It is an inside joke that I make when I have heard some transhumanists say that their "improvements" to their body will help them to be more productive in cases like work, which turns them, in my opinion, into tools, like "a hammer is more useful than a fist" or something like that.
I say it's not an option because I don't think I would.
Wow.
That sounds like dreaming about having the powers of superman so you can pull some double-shifts at your construction job.
The "promise" of "transhumanism" is to make human communication more seamless and error-free.
The whole idea is to transcend the drudgery and isolation (and inevitable pain) associated with "the human condition".

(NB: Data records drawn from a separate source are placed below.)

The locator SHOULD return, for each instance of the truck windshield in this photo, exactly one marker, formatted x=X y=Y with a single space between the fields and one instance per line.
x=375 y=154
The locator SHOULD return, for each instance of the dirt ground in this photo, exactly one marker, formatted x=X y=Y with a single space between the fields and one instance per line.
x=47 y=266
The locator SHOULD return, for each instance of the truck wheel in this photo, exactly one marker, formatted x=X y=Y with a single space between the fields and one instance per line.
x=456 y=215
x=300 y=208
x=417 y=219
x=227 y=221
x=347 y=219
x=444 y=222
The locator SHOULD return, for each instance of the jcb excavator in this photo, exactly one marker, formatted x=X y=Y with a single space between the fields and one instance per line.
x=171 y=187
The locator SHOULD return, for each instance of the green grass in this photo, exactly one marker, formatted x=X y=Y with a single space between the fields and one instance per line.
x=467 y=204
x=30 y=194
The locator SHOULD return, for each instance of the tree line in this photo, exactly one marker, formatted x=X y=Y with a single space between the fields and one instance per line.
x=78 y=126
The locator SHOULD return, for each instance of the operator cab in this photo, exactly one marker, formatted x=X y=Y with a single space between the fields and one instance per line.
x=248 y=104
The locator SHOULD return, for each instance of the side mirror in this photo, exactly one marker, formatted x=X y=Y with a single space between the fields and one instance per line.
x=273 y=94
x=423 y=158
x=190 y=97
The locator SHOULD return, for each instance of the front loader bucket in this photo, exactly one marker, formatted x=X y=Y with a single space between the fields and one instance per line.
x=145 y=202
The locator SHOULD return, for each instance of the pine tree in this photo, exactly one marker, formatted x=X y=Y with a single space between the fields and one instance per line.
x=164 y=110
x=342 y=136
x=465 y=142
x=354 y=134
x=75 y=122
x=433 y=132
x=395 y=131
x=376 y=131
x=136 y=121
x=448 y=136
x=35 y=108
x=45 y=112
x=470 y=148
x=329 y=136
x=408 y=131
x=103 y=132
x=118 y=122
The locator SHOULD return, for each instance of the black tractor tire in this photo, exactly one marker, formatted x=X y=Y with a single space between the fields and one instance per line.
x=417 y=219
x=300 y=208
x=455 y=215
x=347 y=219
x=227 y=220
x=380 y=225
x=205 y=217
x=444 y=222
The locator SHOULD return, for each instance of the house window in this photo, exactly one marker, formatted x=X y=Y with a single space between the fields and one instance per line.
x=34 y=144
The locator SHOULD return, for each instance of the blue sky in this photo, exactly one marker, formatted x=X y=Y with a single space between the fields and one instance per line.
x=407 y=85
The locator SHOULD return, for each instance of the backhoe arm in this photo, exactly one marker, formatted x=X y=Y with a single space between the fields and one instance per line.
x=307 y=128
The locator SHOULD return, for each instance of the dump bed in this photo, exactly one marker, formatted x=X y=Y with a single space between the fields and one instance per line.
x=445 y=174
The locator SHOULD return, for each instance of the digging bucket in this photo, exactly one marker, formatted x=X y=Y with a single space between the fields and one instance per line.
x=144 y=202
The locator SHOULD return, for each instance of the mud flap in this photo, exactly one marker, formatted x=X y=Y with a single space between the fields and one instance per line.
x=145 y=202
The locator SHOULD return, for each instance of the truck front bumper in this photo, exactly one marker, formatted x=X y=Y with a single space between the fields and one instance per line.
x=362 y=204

A kind of. But we will always be human, whether we accept it or not, the aim to make the human less human seems destined to fail when we understand that we are not only human in body but also in mind. We think and feel inexorably like humans. It's like changing the appearance of something even though deep down it remains the same. I don't know if it is possible for humans to be able to change their human nature, leaving aside the question of whether that would be a good or bad thing.
The "human experience" would seem to include quite a broad scope.
What do you mean?
Helen Keller.
Oh yeah, I agree. It is quite a broad scope. Each human experience is different from the others, some more similar, but they all differ, to the point that I wonder what the essence of the human being is, all being a group with many apparent differences, what is it that we all have that makes us human? That is something that needs to be answered when addressing the issue of transhumanism.
Transhumanism could conceivably allow us to "step into" the "mind-space" of others with experiences wholly unfamiliar to us.